From HuggingFace's gpt2 model repository: model.safetensors, vocab.json, merges.txt. Each asset is SHA-pinned in code and atomically downloaded into the cache.
Why 548 MB? Can I get smaller?
That is FP32 weight storage. F16 storage is on the roadmap (the device feature is already gated through anneal doctor); when it lands, the same checkpoint will load at half the size.
Can I run a different model size?
Not in v1. The architecture and weight layout are pinned to GPT-2-small to keep the compiler-correctness check tight against a single reference. Medium / large are deferred.

compiler concepts

What is a UOp?
A UOp is one immutable IR node: an op kind, a dtype, an output shape, and pointers to its source UOps. They live in an arena, they are interned, and they are never mutated. Structural equality is identity equality, so deep comparison disappears from the hot path. See uop/.
What is rangeify?
A scheduling model where every kernel is indexed by its output range, and movement ops (reshape, permute, expand, pad, shrink, flip) are absorbed as index arithmetic rather than data copies. The only thing that materializes a buffer is the scheduler when it decides to. See SPEC.md for the full design.

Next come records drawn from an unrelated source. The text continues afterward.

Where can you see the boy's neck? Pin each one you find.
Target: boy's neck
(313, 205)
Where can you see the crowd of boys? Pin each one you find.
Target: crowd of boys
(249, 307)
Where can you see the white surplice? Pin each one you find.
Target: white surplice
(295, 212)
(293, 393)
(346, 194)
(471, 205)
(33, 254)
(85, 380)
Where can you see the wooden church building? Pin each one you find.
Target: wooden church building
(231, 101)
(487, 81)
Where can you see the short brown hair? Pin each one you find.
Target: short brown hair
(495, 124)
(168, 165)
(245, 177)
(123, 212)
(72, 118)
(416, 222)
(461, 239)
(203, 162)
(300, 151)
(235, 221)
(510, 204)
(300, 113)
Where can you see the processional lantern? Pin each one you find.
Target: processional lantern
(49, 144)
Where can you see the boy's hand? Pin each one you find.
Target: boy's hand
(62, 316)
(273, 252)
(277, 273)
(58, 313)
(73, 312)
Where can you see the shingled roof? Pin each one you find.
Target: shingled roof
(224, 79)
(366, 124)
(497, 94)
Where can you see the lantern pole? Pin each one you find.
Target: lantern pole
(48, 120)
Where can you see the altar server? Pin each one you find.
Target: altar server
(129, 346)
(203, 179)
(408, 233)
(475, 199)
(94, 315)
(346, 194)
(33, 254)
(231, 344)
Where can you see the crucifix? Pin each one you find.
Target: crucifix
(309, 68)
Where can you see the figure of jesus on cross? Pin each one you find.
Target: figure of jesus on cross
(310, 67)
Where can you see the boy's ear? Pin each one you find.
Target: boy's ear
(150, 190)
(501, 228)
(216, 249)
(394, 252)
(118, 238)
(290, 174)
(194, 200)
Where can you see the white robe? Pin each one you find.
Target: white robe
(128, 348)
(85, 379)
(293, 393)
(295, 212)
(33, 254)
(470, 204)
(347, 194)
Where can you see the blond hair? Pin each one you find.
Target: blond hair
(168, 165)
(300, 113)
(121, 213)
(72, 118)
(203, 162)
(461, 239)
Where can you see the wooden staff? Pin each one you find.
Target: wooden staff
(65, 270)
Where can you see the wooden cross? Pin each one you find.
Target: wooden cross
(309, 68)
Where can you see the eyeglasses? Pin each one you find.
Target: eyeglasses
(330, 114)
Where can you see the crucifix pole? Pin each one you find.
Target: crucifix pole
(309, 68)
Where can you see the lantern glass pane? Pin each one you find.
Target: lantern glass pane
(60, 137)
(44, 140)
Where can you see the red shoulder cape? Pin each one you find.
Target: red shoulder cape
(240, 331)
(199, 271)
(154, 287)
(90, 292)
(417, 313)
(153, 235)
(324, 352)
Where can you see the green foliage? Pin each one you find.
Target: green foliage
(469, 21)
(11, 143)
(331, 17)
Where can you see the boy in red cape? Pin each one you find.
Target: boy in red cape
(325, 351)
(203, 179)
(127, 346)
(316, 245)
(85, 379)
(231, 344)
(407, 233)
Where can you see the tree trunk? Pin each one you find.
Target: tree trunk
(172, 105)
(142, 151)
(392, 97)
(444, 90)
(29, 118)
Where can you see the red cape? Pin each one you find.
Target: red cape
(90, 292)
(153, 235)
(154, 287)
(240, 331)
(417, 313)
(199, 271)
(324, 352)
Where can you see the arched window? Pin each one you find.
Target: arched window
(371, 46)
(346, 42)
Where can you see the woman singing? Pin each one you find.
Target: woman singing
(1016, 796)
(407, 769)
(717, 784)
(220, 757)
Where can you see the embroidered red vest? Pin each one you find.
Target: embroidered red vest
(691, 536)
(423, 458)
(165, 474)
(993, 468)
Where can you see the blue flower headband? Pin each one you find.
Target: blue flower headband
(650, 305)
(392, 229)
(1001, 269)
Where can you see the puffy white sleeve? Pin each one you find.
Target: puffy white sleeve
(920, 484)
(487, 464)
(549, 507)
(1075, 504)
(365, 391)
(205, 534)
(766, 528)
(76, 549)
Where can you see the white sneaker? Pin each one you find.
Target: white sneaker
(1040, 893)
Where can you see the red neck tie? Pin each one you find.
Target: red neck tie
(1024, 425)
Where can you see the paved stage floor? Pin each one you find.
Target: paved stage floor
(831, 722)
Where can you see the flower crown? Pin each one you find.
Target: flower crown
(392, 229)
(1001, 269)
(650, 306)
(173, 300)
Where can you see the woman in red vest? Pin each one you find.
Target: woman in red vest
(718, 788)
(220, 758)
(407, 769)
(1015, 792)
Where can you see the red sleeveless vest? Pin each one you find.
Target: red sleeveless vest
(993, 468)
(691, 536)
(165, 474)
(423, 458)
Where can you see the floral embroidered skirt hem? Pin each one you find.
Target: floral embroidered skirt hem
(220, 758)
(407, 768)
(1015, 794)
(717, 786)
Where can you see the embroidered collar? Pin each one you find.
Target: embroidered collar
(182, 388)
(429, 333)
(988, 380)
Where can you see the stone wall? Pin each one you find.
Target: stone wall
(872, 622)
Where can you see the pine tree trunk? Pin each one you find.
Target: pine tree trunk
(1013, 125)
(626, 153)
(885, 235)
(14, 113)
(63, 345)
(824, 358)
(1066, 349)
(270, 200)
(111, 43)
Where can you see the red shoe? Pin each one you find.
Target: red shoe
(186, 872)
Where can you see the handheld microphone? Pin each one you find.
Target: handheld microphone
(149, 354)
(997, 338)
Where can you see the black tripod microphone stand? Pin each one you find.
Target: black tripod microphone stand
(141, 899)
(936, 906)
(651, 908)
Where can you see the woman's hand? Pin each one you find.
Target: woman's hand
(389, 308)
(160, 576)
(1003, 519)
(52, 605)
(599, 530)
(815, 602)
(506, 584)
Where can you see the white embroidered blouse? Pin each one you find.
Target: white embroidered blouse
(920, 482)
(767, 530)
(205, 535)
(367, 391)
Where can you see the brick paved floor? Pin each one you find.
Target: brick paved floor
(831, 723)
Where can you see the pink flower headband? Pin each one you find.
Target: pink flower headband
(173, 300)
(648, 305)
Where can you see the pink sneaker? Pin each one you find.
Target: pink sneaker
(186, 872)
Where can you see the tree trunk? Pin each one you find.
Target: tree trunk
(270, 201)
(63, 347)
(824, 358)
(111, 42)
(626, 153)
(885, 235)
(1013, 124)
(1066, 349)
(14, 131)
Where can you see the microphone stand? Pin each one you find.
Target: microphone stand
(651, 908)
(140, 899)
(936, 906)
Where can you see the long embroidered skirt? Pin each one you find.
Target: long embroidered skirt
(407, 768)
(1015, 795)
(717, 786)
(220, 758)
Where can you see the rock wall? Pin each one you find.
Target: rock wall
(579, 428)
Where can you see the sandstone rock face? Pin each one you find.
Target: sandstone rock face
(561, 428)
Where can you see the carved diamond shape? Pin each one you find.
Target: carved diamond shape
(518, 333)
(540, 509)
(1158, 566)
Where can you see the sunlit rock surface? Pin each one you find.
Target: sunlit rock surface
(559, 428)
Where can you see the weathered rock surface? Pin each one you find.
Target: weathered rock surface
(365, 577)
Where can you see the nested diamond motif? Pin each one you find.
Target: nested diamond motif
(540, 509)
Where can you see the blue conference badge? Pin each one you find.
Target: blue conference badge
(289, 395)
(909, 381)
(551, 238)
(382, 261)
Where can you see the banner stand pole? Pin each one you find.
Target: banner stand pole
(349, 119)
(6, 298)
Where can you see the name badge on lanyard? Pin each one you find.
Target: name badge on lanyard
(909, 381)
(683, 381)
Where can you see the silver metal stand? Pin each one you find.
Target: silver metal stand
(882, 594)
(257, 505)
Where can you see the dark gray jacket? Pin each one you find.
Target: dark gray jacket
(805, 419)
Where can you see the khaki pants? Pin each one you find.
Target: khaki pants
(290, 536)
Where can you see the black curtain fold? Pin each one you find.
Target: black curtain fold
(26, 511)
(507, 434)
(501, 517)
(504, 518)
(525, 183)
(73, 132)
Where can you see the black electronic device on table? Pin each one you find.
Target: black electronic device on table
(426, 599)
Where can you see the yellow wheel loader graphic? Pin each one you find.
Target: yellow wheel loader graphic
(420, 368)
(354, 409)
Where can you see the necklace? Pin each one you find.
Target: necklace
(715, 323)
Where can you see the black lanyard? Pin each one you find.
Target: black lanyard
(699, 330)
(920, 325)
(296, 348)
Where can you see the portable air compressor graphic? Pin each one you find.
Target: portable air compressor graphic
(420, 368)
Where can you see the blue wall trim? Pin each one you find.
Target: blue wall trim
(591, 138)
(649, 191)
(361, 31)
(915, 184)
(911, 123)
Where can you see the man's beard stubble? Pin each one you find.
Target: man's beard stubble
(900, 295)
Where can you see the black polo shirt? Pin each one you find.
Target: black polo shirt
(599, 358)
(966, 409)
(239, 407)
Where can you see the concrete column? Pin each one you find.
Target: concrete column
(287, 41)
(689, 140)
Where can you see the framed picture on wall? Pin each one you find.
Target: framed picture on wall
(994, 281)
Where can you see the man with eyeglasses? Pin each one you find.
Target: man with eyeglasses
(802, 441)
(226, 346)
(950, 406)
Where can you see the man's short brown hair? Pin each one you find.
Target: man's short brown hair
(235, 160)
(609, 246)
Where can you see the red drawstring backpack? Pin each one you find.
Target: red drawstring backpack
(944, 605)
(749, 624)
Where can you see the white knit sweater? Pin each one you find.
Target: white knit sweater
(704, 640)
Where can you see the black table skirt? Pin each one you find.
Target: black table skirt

How is anneal's gather different from PyTorch's?
Forward is the same: an indexed load. The backward is what differs: anneal lowers to deterministic sort + segment-sum into the index axis, so gradients are stable and cheap. tinygrad emulates gather via one-hot × W, which is correct but pays an O(VxN) tensor multiply on the backward; anneal avoids that.